Donne e religioni: convertite all’Islam

Le donne europee convertite all’Islam sono molto più numerose di quanto si pensi. Dati ufficiali attendibili su questo fenomeno non ci sono, anche perché si tratta di conversioni spontanee, a differenza di quelle maschili che tanto stanno interrogando sociologi e psicologi dei nostri giorni, per i risvolti radicali e violenti che spesso assumono.

Per le donne, si tratta spesso di conversioni casalinghe, di cui poi, in un secondo momento, viene informato un Imam; sono donne, dunque, personalmente attratte da questa religione e dalla cultura che da essa deriva.
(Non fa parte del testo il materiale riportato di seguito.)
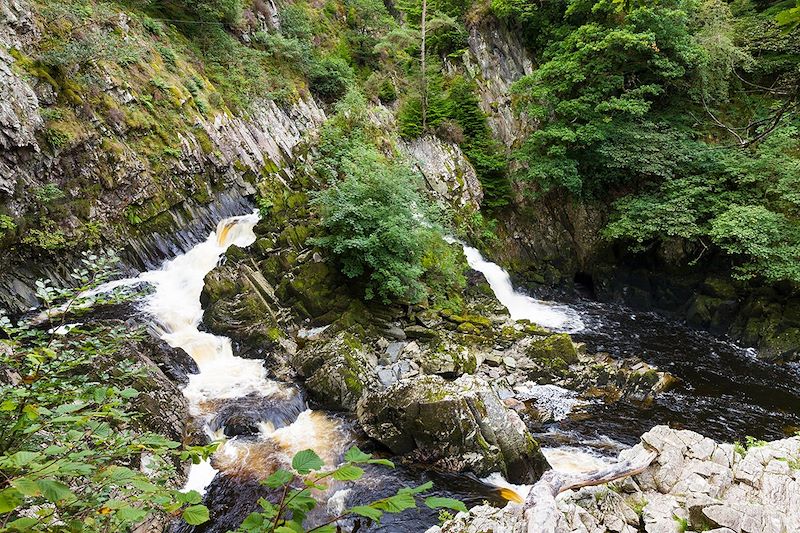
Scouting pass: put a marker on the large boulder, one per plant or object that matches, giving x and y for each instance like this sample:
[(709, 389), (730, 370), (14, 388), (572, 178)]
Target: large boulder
[(694, 484), (337, 370), (461, 424)]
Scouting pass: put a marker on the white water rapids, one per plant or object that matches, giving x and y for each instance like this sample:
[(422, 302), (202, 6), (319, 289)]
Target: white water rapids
[(175, 306), (521, 306), (176, 309)]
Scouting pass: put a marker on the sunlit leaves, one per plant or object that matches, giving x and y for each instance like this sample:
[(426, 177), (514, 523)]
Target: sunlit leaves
[(306, 461), (295, 504), (68, 423)]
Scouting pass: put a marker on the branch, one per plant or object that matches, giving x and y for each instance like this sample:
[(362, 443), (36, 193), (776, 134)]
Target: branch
[(541, 512)]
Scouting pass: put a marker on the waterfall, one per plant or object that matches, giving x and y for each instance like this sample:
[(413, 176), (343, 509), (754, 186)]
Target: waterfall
[(521, 306), (224, 377)]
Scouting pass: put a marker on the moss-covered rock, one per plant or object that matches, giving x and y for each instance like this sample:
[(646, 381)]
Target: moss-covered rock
[(463, 425), (337, 370), (557, 349)]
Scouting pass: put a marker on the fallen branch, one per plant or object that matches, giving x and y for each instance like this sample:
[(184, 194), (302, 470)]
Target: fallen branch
[(541, 513)]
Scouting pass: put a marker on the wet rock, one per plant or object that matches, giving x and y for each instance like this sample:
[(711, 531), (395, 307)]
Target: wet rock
[(420, 332), (462, 424), (447, 172), (694, 484), (337, 370)]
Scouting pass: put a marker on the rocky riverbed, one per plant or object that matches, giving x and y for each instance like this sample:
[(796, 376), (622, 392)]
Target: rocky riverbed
[(694, 484)]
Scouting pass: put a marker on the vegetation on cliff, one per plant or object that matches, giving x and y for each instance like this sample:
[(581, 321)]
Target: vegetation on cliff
[(74, 451), (375, 219), (683, 112)]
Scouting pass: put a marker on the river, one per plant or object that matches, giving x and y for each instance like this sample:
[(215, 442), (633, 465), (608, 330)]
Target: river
[(725, 392)]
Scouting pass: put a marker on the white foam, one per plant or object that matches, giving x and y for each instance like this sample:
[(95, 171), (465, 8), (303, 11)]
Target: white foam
[(556, 401), (200, 477), (521, 306), (574, 460)]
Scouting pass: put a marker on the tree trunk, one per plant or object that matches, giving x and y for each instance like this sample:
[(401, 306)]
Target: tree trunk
[(541, 512), (424, 77)]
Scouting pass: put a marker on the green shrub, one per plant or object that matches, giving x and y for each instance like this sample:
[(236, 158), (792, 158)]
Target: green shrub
[(330, 77), (290, 511), (168, 54), (372, 228), (7, 225), (48, 192), (57, 138), (70, 449)]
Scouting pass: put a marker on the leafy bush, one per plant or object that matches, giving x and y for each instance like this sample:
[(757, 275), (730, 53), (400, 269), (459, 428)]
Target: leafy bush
[(372, 224), (291, 510), (375, 221), (7, 225), (330, 77), (48, 192), (71, 448)]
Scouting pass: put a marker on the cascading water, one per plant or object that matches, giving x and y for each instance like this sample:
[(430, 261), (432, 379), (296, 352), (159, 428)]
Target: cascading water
[(175, 306), (521, 306), (285, 425)]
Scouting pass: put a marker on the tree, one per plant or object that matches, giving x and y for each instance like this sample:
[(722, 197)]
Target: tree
[(73, 452)]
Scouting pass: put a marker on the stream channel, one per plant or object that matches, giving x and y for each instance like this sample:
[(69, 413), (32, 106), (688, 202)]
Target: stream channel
[(724, 392)]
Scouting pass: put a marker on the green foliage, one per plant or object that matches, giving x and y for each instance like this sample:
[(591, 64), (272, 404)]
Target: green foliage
[(457, 101), (7, 225), (790, 18), (372, 227), (745, 203), (57, 138), (47, 193), (330, 77), (598, 85), (71, 448), (297, 499), (374, 218), (749, 442), (639, 101)]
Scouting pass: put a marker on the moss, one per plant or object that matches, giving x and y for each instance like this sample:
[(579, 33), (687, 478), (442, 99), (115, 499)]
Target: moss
[(274, 334), (204, 141), (467, 327), (556, 349)]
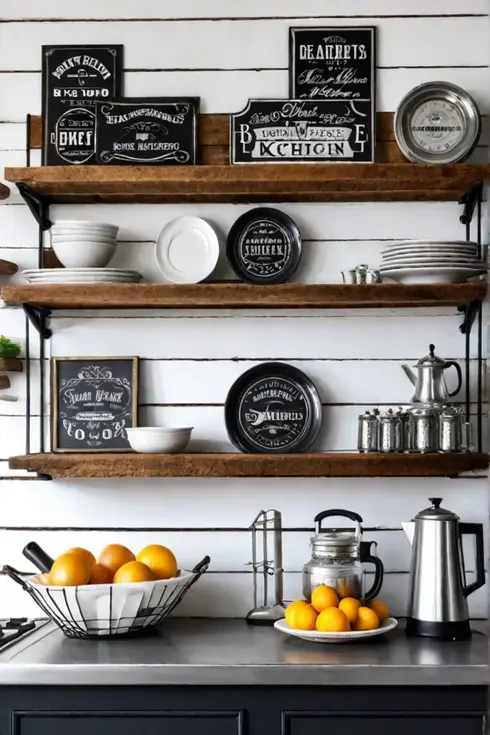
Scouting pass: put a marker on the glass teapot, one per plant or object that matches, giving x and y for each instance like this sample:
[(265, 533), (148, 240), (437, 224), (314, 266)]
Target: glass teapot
[(338, 555)]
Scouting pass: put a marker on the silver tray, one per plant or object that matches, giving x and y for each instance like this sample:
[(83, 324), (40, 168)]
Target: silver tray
[(451, 120)]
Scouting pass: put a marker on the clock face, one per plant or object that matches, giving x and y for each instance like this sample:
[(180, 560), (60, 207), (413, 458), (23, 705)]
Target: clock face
[(437, 126)]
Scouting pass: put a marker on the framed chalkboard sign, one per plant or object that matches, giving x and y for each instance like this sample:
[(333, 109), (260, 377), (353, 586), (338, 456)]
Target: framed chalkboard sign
[(302, 131), (73, 79), (94, 400), (156, 131), (337, 64)]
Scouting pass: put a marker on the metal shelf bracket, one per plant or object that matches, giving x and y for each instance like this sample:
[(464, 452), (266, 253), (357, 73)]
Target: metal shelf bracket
[(470, 199), (470, 312), (38, 206), (38, 317)]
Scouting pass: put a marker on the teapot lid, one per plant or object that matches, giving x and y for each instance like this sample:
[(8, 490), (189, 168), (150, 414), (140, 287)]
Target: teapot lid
[(431, 360), (436, 513)]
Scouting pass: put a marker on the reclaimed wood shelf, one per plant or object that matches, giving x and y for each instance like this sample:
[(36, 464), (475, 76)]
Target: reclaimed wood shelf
[(242, 295), (288, 182), (10, 365), (250, 465)]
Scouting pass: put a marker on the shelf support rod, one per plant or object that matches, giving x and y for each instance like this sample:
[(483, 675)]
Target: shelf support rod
[(470, 200), (38, 317)]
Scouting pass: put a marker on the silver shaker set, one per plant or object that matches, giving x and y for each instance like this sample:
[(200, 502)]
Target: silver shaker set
[(426, 429), (431, 424)]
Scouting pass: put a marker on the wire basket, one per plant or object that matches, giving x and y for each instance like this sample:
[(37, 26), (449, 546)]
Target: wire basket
[(93, 611)]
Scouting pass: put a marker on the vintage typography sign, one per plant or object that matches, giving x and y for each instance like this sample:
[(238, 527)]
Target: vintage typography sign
[(306, 131)]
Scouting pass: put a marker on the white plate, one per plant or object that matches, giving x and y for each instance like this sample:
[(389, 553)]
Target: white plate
[(354, 635), (187, 250), (458, 274)]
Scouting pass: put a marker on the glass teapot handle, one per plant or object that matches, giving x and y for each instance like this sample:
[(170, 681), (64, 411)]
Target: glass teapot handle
[(338, 513), (451, 363), (368, 558)]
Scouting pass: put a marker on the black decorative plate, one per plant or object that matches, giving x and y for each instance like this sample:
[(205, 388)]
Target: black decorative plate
[(273, 408), (264, 246)]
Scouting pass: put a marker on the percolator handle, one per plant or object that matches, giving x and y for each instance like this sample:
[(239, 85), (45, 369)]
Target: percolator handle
[(337, 512)]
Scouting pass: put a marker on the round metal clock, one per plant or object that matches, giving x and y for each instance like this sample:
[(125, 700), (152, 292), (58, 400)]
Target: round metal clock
[(437, 122), (273, 408)]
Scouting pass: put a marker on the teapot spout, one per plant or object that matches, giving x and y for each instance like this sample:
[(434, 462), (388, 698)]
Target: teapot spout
[(409, 529), (409, 374)]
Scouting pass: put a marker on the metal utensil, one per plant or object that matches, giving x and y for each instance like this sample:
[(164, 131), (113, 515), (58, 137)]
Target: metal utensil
[(265, 522)]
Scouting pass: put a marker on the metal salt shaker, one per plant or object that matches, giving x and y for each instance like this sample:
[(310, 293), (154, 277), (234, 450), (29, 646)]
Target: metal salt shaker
[(450, 430), (368, 432), (390, 432)]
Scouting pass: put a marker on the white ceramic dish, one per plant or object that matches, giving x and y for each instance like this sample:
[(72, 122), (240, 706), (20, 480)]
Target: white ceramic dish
[(159, 440), (69, 226), (458, 274), (101, 609), (355, 635), (87, 254), (187, 250)]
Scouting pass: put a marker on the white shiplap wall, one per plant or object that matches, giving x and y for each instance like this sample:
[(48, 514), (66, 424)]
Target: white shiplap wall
[(226, 51)]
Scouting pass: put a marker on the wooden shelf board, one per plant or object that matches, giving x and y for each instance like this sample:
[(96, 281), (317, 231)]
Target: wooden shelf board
[(242, 295), (250, 465), (10, 365), (252, 183)]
È un fenomeno di cui non si conosce bene l’ampiezza, ma che le lunghe interviste di Virginie Riva, giornalista oggi corrispondente per Europe1 a Roma, ad undici donne francesi convertite all’Islam, nel suo saggio Converties, ne rivelano al mondo i particolari.

Simili per fascia di età, dai 25 ai 35 anni, ma diverse per livello di istruzione ed origini, queste donne spiegano la svolta religiosa della loro vita con argomenti simili: un percorso raccontato come una ricerca di spiritualità, come risposta all’angoscia della morte e come bisogno di far parte di una comunità che accoglie con affetto e calore.
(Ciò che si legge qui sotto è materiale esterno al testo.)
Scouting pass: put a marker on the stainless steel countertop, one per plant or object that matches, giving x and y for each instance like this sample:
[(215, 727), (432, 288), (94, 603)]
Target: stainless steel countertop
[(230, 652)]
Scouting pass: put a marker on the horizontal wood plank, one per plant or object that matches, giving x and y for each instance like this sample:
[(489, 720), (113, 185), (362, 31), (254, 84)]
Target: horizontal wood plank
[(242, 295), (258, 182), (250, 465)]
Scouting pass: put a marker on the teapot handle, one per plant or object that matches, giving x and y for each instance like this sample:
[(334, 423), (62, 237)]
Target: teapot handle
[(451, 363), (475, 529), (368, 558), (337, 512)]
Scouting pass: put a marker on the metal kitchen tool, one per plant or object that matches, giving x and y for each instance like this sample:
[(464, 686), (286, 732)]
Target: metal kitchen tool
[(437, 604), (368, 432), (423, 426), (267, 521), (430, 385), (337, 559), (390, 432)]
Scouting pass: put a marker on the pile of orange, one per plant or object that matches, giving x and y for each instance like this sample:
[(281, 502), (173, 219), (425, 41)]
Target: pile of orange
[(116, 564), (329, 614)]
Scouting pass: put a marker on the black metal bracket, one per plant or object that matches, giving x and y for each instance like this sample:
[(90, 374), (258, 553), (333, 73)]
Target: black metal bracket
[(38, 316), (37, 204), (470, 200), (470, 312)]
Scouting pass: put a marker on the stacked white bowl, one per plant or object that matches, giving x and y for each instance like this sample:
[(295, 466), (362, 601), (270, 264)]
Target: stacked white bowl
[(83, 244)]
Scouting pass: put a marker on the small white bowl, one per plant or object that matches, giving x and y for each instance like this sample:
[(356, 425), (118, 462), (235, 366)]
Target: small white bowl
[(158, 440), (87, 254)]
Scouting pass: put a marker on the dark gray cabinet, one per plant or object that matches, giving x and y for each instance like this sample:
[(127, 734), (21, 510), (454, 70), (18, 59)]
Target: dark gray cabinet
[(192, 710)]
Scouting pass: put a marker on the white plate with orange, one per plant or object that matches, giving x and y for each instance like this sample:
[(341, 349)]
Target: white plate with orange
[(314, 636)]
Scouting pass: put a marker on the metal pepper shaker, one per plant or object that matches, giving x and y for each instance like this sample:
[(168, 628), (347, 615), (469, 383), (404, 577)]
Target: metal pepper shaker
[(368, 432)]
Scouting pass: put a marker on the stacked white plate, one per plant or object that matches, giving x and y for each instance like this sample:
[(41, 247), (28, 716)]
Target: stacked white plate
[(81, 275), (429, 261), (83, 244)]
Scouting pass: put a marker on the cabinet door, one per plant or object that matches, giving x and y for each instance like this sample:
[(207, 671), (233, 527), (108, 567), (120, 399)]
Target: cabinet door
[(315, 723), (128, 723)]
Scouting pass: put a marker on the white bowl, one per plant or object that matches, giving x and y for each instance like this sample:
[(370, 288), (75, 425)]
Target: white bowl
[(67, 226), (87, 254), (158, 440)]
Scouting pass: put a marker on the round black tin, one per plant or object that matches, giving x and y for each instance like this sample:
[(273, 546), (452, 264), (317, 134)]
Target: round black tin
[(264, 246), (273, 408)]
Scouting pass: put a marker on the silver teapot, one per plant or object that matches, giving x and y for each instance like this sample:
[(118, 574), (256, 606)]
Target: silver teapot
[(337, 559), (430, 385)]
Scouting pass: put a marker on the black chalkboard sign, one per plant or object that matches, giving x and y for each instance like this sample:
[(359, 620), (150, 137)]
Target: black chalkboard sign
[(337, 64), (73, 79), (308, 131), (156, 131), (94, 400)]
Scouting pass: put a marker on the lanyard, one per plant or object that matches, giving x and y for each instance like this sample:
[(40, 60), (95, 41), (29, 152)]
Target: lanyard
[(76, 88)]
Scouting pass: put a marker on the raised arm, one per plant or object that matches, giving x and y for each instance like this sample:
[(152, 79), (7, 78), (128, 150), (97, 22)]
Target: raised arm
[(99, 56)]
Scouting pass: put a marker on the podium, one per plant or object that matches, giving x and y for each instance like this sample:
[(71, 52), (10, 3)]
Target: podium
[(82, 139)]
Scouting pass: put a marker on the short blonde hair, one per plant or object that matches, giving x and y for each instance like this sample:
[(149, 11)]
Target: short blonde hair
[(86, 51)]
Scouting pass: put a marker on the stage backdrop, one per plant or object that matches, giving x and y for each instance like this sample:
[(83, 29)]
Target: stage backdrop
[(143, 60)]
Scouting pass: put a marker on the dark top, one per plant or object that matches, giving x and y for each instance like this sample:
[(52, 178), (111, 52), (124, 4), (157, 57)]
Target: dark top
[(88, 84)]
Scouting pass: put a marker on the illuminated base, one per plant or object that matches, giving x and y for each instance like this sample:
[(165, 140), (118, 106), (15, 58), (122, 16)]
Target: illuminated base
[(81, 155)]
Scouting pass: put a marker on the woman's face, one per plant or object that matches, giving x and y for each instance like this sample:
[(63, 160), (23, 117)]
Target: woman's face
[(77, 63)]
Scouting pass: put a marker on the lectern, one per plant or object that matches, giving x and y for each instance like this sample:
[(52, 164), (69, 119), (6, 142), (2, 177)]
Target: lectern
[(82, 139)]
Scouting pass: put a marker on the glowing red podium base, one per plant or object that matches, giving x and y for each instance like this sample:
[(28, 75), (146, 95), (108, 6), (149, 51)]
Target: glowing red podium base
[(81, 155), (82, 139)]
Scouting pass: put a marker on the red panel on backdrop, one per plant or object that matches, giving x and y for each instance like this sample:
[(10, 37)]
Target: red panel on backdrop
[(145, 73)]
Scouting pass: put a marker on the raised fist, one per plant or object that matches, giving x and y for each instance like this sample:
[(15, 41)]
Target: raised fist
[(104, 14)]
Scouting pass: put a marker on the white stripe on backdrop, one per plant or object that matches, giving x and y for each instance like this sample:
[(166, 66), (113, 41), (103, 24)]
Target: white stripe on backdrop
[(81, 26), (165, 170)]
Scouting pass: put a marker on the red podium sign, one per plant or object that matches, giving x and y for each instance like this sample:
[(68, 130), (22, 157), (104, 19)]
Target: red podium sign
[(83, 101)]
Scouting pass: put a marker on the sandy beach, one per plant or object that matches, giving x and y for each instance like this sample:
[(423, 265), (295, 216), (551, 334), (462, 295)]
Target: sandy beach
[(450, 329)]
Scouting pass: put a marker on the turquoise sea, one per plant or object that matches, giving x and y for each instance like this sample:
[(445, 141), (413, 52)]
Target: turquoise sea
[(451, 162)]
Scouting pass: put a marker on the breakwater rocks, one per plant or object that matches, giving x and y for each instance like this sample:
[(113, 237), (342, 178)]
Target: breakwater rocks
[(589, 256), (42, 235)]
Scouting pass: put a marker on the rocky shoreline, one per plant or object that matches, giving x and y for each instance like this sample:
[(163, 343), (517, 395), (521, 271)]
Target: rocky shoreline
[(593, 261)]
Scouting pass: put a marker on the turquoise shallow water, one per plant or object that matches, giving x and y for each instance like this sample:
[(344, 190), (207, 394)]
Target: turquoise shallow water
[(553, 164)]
Per tutte, essere state invitate da una famiglia musulmana a dividere una cena di Ramadan è stata un’esperienza fondamentale; quel misto di calda familiarità e spiritualità condivisa, con la lettura comune del Corano, ha costituito una scoperta nuova e felice.

L’Islam viene descritto come una religione semplice, moderna e spirituale e, dal momento che non esiste un clero regolare, libera.

Può stupire che si tratti di donne emancipate, che hanno sperimentato esperienze sessuali libere o convivenze e che, nonostante ciò, non guardino con occhio critico alla posizione della donna nel mondo musulmano. La discussione sul velo, da questo punto di vista, è chiarificatrice: non tutte lo portano, anche per motivi professionali, perché in Francia si può proibire, ma molte di loro hanno dichiarato che in futuro lo porteranno; non lo considerano un segno di sottomissione, una rinuncia ad esercitare la loro libertà o il loro fascino femminile, ma un segno di identità di cui sono fiere. Ed è vero che la loro religione protegge le donne e la loro immagine dallo sfruttamento sessuale e che dà al matrimonio un significato più profondo e garantista dal lato femminile. Ma al di là dei discorsi rassicuranti, questa prima ricerca sul campo porta all’incontro di undici donne convertite che, pure se parti di un movimento collettivo, rivendicano una conversione per motivi irriducibilmente personali, in un quotidiano infinitamente lontano da idee preconcette che favoriscono un’attualità deformata dai jihadisti.